Low COF is desirable for applications that want sliding to occur. Example applications include slide bearings, bushings and wear liners. On the other hand, high COF is desirable for applications that want minimal slippage between surfaces. An example of this type of application is a drive wheel.
The coefficient of friction between two bodies depends on system variables like the materials of both bodies, their surfaces’ roughness, and the relative velocity between the bodies. For polyurethane, its hardness is also a key factor. In addition to changing hardness, polyurethane’s COF can also be modified by including additives in the formulation. We can tailor polyurethane’s coefficient of friction to fit your specific need.

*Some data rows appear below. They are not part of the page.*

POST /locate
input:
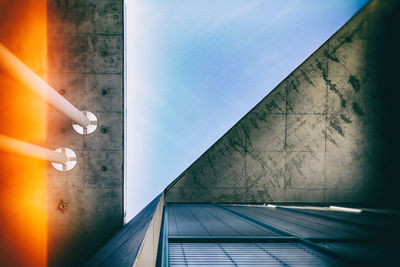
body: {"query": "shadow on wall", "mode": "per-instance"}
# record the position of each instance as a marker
(384, 60)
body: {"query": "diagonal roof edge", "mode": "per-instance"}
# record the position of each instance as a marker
(271, 92)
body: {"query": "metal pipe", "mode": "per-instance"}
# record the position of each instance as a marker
(15, 146)
(19, 71)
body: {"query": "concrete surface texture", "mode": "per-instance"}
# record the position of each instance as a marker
(136, 242)
(323, 135)
(85, 63)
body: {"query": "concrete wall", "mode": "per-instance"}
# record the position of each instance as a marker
(85, 63)
(319, 136)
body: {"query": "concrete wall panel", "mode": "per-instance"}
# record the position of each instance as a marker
(319, 135)
(85, 64)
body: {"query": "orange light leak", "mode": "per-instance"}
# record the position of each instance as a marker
(23, 190)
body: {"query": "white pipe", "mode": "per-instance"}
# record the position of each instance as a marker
(345, 209)
(19, 71)
(15, 146)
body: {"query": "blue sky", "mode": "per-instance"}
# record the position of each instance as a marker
(194, 68)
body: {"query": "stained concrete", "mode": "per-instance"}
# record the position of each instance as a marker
(85, 63)
(137, 242)
(323, 135)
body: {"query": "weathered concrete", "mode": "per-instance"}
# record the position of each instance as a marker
(319, 135)
(85, 63)
(137, 242)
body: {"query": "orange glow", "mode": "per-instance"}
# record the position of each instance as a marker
(23, 190)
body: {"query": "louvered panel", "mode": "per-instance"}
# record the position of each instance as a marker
(301, 224)
(210, 220)
(245, 254)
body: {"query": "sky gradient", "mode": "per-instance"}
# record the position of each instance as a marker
(194, 68)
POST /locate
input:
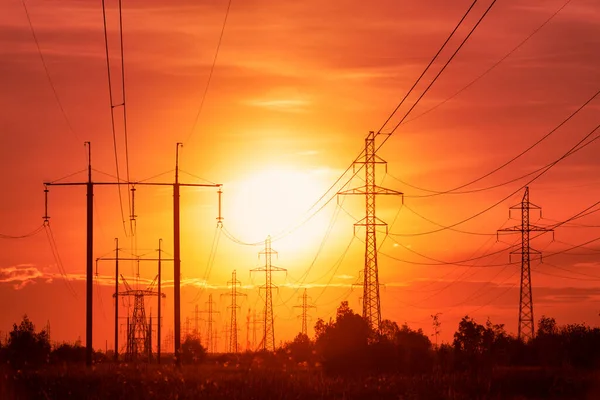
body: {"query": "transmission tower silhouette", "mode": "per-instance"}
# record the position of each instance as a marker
(233, 341)
(268, 342)
(526, 319)
(210, 333)
(139, 331)
(305, 306)
(371, 299)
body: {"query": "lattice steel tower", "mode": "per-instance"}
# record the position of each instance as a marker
(233, 341)
(526, 320)
(210, 333)
(268, 342)
(139, 331)
(305, 306)
(371, 300)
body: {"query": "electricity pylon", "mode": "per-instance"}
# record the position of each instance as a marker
(526, 320)
(139, 332)
(210, 335)
(268, 342)
(371, 299)
(305, 306)
(89, 184)
(233, 343)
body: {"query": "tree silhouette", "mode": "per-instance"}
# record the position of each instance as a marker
(26, 348)
(192, 351)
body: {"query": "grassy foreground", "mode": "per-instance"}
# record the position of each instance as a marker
(234, 381)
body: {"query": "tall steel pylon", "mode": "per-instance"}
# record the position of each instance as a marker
(526, 320)
(139, 331)
(210, 334)
(305, 306)
(233, 341)
(268, 342)
(371, 299)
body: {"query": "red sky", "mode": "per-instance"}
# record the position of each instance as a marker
(295, 89)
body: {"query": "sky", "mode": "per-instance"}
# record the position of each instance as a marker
(295, 89)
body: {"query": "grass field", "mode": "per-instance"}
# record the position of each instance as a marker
(258, 381)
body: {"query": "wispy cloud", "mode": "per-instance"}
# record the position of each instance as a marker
(282, 105)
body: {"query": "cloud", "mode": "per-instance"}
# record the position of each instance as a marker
(20, 275)
(282, 105)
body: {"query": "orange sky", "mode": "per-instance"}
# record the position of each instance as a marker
(296, 88)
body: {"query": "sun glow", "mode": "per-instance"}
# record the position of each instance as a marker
(273, 201)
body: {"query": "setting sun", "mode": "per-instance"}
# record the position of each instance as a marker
(272, 201)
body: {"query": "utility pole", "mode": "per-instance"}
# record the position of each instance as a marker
(526, 319)
(305, 306)
(210, 335)
(371, 299)
(233, 342)
(176, 243)
(158, 328)
(269, 325)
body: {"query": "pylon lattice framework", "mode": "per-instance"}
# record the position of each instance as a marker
(305, 306)
(210, 334)
(268, 342)
(233, 334)
(371, 299)
(139, 331)
(526, 330)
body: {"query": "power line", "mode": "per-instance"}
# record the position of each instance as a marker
(212, 68)
(112, 114)
(468, 85)
(316, 203)
(547, 135)
(439, 73)
(428, 65)
(546, 169)
(50, 81)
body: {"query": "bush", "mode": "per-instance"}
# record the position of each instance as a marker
(26, 348)
(192, 351)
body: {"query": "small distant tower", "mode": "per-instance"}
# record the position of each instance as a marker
(210, 332)
(304, 316)
(233, 340)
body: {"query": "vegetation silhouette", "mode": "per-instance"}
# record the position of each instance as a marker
(346, 359)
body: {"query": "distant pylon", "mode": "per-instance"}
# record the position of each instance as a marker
(526, 320)
(371, 299)
(196, 325)
(210, 332)
(248, 331)
(268, 342)
(305, 306)
(233, 341)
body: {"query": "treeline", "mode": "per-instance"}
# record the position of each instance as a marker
(347, 345)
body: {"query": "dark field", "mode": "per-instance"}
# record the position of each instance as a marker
(255, 381)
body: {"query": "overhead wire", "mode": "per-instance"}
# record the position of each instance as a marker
(337, 181)
(503, 165)
(537, 176)
(58, 260)
(212, 69)
(24, 236)
(47, 71)
(497, 63)
(112, 114)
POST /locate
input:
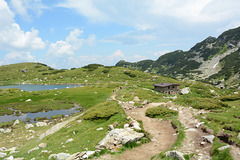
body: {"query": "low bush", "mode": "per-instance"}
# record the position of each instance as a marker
(160, 112)
(102, 111)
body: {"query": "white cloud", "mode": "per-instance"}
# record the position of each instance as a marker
(86, 8)
(72, 43)
(20, 56)
(12, 37)
(22, 7)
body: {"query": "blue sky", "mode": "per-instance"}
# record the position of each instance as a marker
(74, 33)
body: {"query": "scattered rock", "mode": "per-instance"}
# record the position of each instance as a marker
(122, 136)
(185, 90)
(110, 127)
(175, 155)
(16, 122)
(199, 124)
(29, 126)
(42, 145)
(69, 140)
(99, 129)
(2, 154)
(9, 158)
(60, 156)
(33, 149)
(223, 148)
(115, 124)
(209, 138)
(28, 100)
(41, 124)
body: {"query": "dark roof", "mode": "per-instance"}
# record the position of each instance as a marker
(166, 84)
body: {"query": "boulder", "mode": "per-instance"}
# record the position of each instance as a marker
(33, 149)
(42, 145)
(60, 156)
(2, 154)
(41, 124)
(223, 148)
(110, 127)
(16, 122)
(185, 90)
(69, 140)
(209, 138)
(175, 155)
(29, 126)
(122, 136)
(9, 158)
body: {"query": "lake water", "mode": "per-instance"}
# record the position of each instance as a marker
(23, 117)
(30, 87)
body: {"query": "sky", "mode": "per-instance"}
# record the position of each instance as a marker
(74, 33)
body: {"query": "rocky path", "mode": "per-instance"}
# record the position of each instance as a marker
(193, 142)
(163, 135)
(57, 127)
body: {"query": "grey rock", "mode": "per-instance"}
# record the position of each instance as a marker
(42, 145)
(238, 137)
(175, 154)
(69, 140)
(209, 138)
(9, 158)
(123, 136)
(29, 126)
(2, 154)
(16, 122)
(99, 129)
(223, 148)
(41, 124)
(60, 156)
(185, 90)
(110, 127)
(33, 149)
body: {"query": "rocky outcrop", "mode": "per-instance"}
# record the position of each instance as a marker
(117, 137)
(175, 155)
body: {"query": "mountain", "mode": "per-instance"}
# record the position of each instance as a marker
(214, 60)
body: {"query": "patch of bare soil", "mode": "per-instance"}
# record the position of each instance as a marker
(193, 142)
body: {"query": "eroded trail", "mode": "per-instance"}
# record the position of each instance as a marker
(163, 135)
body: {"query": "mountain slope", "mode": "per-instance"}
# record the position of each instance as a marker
(215, 60)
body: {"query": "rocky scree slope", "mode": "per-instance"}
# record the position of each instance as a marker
(215, 60)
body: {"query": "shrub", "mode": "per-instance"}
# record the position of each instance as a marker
(102, 111)
(160, 112)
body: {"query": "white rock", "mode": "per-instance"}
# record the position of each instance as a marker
(9, 158)
(209, 138)
(238, 137)
(2, 154)
(69, 140)
(29, 126)
(33, 149)
(59, 156)
(41, 124)
(223, 148)
(185, 90)
(42, 145)
(99, 129)
(28, 100)
(175, 154)
(16, 122)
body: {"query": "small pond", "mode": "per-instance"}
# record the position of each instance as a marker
(23, 117)
(37, 87)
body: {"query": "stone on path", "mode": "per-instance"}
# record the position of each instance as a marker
(175, 155)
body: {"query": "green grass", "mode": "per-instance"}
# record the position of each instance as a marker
(160, 112)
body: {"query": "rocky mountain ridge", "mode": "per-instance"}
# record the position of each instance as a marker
(214, 60)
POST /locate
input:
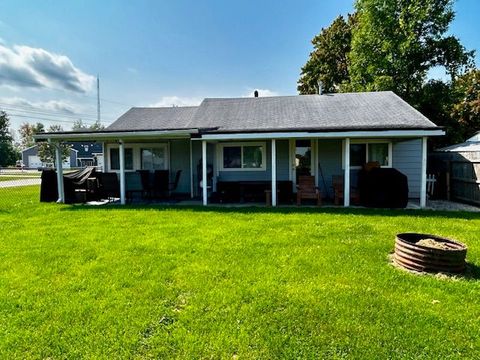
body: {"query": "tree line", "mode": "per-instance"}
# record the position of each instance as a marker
(395, 45)
(10, 151)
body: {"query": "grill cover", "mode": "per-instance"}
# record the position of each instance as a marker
(383, 188)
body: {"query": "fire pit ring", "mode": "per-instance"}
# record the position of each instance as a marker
(432, 254)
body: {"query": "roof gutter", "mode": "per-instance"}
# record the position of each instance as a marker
(115, 135)
(325, 135)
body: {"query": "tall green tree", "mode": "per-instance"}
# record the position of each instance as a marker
(328, 62)
(46, 151)
(396, 42)
(7, 151)
(466, 110)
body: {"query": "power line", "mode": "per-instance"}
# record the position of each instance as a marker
(46, 119)
(63, 91)
(46, 112)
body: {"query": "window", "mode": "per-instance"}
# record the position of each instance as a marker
(115, 159)
(361, 153)
(358, 154)
(154, 158)
(247, 156)
(378, 152)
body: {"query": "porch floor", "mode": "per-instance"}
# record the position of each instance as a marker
(438, 205)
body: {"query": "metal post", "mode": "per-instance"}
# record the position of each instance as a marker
(191, 169)
(121, 151)
(58, 160)
(423, 188)
(274, 173)
(204, 173)
(346, 181)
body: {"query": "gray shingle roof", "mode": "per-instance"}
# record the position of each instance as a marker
(347, 111)
(143, 118)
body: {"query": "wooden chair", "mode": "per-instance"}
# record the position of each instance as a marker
(338, 191)
(306, 189)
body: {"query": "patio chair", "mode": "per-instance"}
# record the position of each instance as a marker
(339, 188)
(133, 184)
(109, 185)
(306, 189)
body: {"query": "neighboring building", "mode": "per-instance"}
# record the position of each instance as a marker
(31, 160)
(82, 154)
(270, 139)
(88, 153)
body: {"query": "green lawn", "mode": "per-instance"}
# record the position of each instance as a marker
(10, 178)
(155, 282)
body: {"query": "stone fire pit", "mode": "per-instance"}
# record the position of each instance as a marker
(429, 253)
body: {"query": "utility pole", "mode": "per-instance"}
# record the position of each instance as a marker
(98, 100)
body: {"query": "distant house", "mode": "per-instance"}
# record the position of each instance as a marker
(88, 153)
(267, 142)
(81, 154)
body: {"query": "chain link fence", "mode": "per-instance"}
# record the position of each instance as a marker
(14, 179)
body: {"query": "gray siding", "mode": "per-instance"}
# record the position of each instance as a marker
(407, 158)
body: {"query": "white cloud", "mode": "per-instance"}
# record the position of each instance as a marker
(51, 105)
(167, 101)
(261, 92)
(24, 66)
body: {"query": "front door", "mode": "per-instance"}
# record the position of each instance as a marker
(302, 159)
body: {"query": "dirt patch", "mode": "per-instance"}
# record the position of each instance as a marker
(434, 244)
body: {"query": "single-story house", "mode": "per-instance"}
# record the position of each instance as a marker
(88, 153)
(268, 139)
(81, 154)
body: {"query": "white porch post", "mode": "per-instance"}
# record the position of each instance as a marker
(423, 189)
(121, 151)
(204, 172)
(274, 173)
(58, 160)
(346, 181)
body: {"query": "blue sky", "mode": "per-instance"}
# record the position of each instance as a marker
(161, 52)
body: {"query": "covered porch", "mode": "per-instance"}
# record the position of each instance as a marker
(258, 167)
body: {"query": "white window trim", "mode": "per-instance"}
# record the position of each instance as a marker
(262, 145)
(136, 152)
(369, 141)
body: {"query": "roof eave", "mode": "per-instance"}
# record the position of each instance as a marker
(115, 135)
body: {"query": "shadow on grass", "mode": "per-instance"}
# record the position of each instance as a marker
(279, 210)
(472, 272)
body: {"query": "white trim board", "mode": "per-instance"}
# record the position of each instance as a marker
(324, 135)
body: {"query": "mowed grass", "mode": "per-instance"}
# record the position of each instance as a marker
(16, 177)
(155, 282)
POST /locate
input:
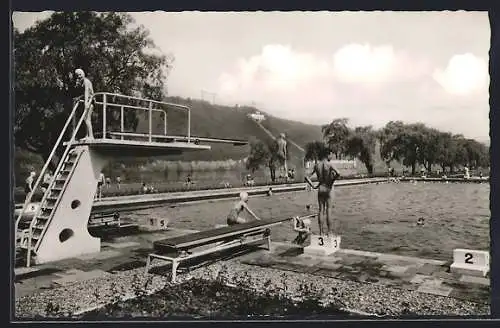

Coefficient of friction is dimensionless.
ASTM D-1894 – Standard Test Method for Static and Kinetic Coefficients of Friction of Plastic Film and Sheeting is commonly used for measuring COF of polyurethane. The test measures the force required to pull one material across another. The force required to initiate motion is used to calculate the static COF. The force required to maintain a uniform motion is used to calculate the kinetic COF.
The coefficient of friction of polyurethanes is similar to that of rubber.
In general, harder polyurethanes have a lower COF, and softer polyurethanes have a higher COF. In typical polyurethane applications, the kinetic COF ranges from 0.2 to 2.5.